Molnlycke did not respond to Al Jazeera for comment by the time of publication.
Mohammad Zakerhossein, director of the ICICL told Al Jazeera that the complaint “is not a political action, but an initiative for humanity and justice.
“We believe that unilateral sanctions may have adverse impacts on the human rights of the civilian population in the sanctioned country. The Molnlycke case is a clear proof of such adverse impacts,” Zakerhossein said.
“The irresponsible conduct of the Swedish company resulted in irreversible harm to Iranians. Taking into account this fact, we have approached the Swedish National Contact Point in hope of reparation and accountability.”
Tara Sepehri Far, an HRW researcher, told Al Jazeera “it’s not uncommon to see companies ‘over complying’ with sanctions that are very expansive and complicated due to fear of getting punished.”
After HRW reported on the issue in 2019, UNICEF – the United Nations Children’s Emergency Fund – helped to bring the specific dressings to Iran, but there are still issues because of a “lack of transparency on the Iranian government side”, Far said.
“Unfortunately patients are at the end of a very complicated pipeline, whose problems are exacerbated by sanctions and lack of internal transparency,” Far said.
In April, the High Council for Human Rights of Iran also sent a letter to the Council of the European Union that said a number of EU member states have imposed “intentional damage on the health and wellbeing of the Iranian people, particularly children, women, the elderly, and persons with disability”.
It listed the names of more than a dozen children who died from EB because of a lack of access to vital drugs, and described how European countries refused to work with Iranian firms on medicine, medical equipment and vaccines.
Keykhosravi said everyone in the world should have access to the Mepilex dressing, no matter where they come from.

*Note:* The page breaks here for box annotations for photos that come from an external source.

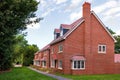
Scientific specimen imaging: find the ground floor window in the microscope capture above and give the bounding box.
[72,60,85,69]
[58,60,62,69]
[34,61,40,66]
[51,59,55,67]
[42,61,46,67]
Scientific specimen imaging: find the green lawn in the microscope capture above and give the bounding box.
[57,74,120,80]
[0,67,56,80]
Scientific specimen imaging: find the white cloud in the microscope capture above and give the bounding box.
[115,13,120,17]
[104,7,120,16]
[54,0,67,4]
[116,30,120,35]
[42,8,55,17]
[40,0,47,8]
[27,17,40,29]
[65,0,82,12]
[93,0,118,13]
[27,23,40,29]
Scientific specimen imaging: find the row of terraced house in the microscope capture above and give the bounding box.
[34,2,120,75]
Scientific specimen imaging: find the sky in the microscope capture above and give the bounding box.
[25,0,120,49]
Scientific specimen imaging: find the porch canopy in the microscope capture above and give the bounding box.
[40,57,47,61]
[71,55,86,60]
[52,54,57,60]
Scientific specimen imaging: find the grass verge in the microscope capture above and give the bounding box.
[0,67,56,80]
[57,73,120,80]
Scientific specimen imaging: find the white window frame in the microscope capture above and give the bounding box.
[42,61,46,67]
[58,60,63,69]
[51,59,55,68]
[58,44,63,53]
[51,47,54,54]
[72,60,85,70]
[98,44,106,53]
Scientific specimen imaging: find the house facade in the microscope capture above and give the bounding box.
[34,2,120,75]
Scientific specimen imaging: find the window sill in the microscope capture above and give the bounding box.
[58,51,63,53]
[58,67,62,70]
[72,68,85,70]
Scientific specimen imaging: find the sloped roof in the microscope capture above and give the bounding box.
[40,44,50,52]
[61,24,71,29]
[114,54,120,63]
[50,17,84,44]
[54,29,60,33]
[91,11,117,42]
[50,11,116,44]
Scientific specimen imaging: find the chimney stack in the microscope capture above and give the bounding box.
[83,2,91,18]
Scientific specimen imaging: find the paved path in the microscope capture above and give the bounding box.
[28,67,71,80]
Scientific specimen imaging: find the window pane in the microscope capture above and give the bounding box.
[77,61,80,68]
[81,61,85,68]
[99,46,101,51]
[44,61,46,66]
[74,61,77,68]
[59,61,62,68]
[103,46,105,52]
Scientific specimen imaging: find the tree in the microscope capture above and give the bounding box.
[12,35,38,66]
[23,45,39,66]
[107,27,120,53]
[12,35,28,64]
[115,35,120,53]
[0,0,38,70]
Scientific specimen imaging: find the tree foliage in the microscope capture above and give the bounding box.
[12,35,38,66]
[0,0,38,70]
[107,27,120,53]
[115,35,120,54]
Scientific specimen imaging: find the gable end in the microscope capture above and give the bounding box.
[91,11,117,42]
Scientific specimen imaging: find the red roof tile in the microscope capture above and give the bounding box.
[114,54,120,63]
[40,44,50,52]
[50,17,84,44]
[52,54,57,60]
[54,29,60,33]
[61,24,71,29]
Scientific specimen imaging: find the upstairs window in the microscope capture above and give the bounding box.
[72,60,85,69]
[98,45,106,53]
[58,45,63,53]
[58,60,62,69]
[51,47,54,54]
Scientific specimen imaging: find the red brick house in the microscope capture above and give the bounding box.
[33,45,50,68]
[35,2,120,75]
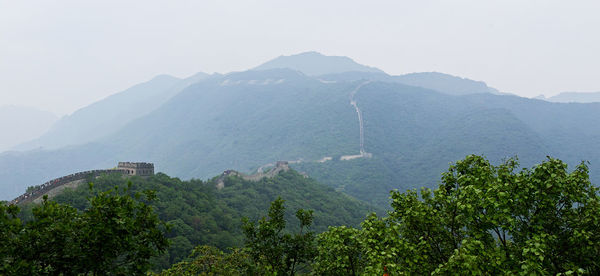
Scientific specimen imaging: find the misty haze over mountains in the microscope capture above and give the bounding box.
[0,105,58,152]
[0,52,600,206]
[536,92,600,103]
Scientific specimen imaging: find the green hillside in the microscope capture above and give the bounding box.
[37,170,381,267]
[0,57,600,207]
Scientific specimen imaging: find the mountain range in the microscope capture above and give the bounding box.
[0,52,600,207]
[536,92,600,103]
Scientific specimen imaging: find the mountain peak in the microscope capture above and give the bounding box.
[253,51,383,76]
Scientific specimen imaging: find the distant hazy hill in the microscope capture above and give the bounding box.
[254,52,383,76]
[319,72,499,95]
[17,73,208,150]
[0,105,58,152]
[536,92,600,103]
[0,53,600,206]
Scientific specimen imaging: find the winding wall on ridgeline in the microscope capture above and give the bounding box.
[10,169,127,204]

“Sanctions from governments shouldn’t cause suffering for people,” Keykhosravi said. “Or if they do [implement sanctions], they should make sure that people have access to medical products.”

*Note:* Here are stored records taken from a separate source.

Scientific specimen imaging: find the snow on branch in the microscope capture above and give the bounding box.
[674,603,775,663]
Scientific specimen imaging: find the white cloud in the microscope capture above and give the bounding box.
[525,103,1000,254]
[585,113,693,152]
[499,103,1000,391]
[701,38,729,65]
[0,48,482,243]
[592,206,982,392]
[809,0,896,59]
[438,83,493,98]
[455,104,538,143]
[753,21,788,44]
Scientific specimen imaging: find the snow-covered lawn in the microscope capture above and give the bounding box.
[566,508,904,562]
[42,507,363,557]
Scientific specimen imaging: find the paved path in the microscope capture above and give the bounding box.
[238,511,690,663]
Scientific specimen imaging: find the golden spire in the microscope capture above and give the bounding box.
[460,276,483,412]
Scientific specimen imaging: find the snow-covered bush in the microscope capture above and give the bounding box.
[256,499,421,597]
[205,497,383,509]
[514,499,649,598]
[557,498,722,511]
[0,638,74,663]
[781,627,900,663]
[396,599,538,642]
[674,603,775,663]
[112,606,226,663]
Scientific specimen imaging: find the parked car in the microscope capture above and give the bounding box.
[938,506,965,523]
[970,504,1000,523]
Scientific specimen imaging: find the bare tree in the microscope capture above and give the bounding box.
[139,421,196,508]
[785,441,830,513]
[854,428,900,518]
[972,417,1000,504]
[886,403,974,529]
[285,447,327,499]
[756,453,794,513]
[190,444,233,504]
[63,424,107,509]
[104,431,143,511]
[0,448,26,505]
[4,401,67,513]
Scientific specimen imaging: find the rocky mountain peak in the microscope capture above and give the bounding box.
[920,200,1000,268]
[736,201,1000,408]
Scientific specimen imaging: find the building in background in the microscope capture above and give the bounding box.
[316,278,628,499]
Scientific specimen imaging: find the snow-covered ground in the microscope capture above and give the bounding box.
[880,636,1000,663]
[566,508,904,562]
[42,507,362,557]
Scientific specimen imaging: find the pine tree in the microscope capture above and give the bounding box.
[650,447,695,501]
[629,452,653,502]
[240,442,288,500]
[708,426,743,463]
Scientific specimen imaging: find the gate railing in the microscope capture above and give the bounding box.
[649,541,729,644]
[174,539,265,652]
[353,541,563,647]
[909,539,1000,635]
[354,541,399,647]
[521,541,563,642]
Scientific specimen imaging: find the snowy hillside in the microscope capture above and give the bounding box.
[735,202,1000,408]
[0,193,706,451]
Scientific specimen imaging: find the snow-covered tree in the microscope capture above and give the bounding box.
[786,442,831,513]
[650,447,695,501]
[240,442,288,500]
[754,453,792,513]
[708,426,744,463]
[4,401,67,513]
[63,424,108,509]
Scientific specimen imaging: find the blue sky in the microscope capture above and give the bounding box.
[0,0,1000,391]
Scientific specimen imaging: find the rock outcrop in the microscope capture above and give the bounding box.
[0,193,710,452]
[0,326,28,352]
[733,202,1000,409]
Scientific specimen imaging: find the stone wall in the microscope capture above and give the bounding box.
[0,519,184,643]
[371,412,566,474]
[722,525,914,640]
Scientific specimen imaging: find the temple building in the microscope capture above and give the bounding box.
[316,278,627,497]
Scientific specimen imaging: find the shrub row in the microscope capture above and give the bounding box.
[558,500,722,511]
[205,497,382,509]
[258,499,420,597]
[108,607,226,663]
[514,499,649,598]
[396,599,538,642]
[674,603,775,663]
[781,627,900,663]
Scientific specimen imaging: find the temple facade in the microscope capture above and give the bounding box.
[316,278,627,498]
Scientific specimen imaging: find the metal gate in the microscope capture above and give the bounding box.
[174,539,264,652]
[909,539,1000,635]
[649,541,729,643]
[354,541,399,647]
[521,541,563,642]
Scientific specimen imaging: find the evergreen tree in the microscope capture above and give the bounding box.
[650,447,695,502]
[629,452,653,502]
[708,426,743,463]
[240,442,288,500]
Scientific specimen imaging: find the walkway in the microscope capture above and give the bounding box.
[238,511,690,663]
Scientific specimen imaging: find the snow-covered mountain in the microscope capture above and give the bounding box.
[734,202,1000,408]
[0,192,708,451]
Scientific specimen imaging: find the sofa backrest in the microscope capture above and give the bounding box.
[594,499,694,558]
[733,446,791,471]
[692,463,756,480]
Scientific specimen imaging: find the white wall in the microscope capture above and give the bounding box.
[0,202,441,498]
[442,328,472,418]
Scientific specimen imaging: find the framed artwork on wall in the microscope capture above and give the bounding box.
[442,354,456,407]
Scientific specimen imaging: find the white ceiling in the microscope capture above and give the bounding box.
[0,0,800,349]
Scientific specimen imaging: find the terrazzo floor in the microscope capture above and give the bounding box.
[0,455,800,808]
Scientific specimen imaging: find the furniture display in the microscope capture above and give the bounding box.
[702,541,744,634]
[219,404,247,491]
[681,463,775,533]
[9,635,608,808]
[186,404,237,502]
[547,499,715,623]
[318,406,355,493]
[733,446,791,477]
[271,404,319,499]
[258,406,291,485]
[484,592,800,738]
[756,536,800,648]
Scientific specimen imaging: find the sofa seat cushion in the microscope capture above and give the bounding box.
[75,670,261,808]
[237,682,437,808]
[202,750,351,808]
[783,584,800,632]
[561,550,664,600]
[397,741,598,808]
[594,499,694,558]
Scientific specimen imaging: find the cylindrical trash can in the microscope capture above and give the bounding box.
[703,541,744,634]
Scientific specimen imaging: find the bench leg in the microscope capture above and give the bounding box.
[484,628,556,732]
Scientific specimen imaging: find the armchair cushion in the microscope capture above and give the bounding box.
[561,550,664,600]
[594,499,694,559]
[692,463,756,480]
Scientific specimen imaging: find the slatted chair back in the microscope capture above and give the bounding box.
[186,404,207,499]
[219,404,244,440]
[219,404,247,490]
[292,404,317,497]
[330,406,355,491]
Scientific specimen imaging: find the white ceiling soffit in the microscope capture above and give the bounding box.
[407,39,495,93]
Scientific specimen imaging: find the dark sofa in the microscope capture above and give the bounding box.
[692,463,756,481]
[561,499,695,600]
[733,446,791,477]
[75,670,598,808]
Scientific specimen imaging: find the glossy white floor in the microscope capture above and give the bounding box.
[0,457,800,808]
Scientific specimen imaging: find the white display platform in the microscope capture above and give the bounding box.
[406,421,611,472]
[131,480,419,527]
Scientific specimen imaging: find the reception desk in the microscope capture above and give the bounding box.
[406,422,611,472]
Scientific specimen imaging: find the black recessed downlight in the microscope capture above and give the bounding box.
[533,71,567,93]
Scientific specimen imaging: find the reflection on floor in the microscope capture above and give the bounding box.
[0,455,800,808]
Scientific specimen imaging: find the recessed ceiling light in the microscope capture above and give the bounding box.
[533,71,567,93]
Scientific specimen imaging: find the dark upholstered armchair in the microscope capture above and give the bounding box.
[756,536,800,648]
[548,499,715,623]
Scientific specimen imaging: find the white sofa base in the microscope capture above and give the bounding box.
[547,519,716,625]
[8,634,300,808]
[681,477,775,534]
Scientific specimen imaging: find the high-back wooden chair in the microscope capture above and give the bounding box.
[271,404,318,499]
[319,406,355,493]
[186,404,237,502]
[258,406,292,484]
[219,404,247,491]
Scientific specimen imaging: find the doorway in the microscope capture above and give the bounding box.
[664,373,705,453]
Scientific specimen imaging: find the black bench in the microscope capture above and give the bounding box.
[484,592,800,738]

Ahmad Mousavi, 30, from Ahvaz in western Iran, had a baby girl named Zeynab who died last July from epidermolysis bullosa, which doctors could not treat.
Her sores that started on her feet and legs spread over time throughout her body. The baby would cry and scream all day, as it was “unbearable” pain for a baby to endure, Mousavi said.
The only time she was silent was when she was sleeping or when her mother was feeding her, but even then you could see tears coming out of her eyes, he said.
They tried medication and some creams to help the sores, but the Mepilex dressing was the only treatment that helped.
Because of the American sanctions, they only had enough dressings to last a few days, but it instantly helped Zeynab as it had a cooling effect and she no longer felt any pain when she used Mepilex, Mousavi said.
“My wife has been suffering a lot since [Zeynab’s death]. She’s in therapy and she’s using medication for her mental situation at the moment,” Mousavi said.
“This experience was quite hard for me. I would only like people to know that everyone deserves to receive medication and dressings, whoever has such a problem,” he said.
“If the dressings aren’t coming into the country because of sanctions, then [the sanctions are] definitely affecting ordinary people – children. No one deserves to see their child suffering or dying because they couldn’t get this dressing.”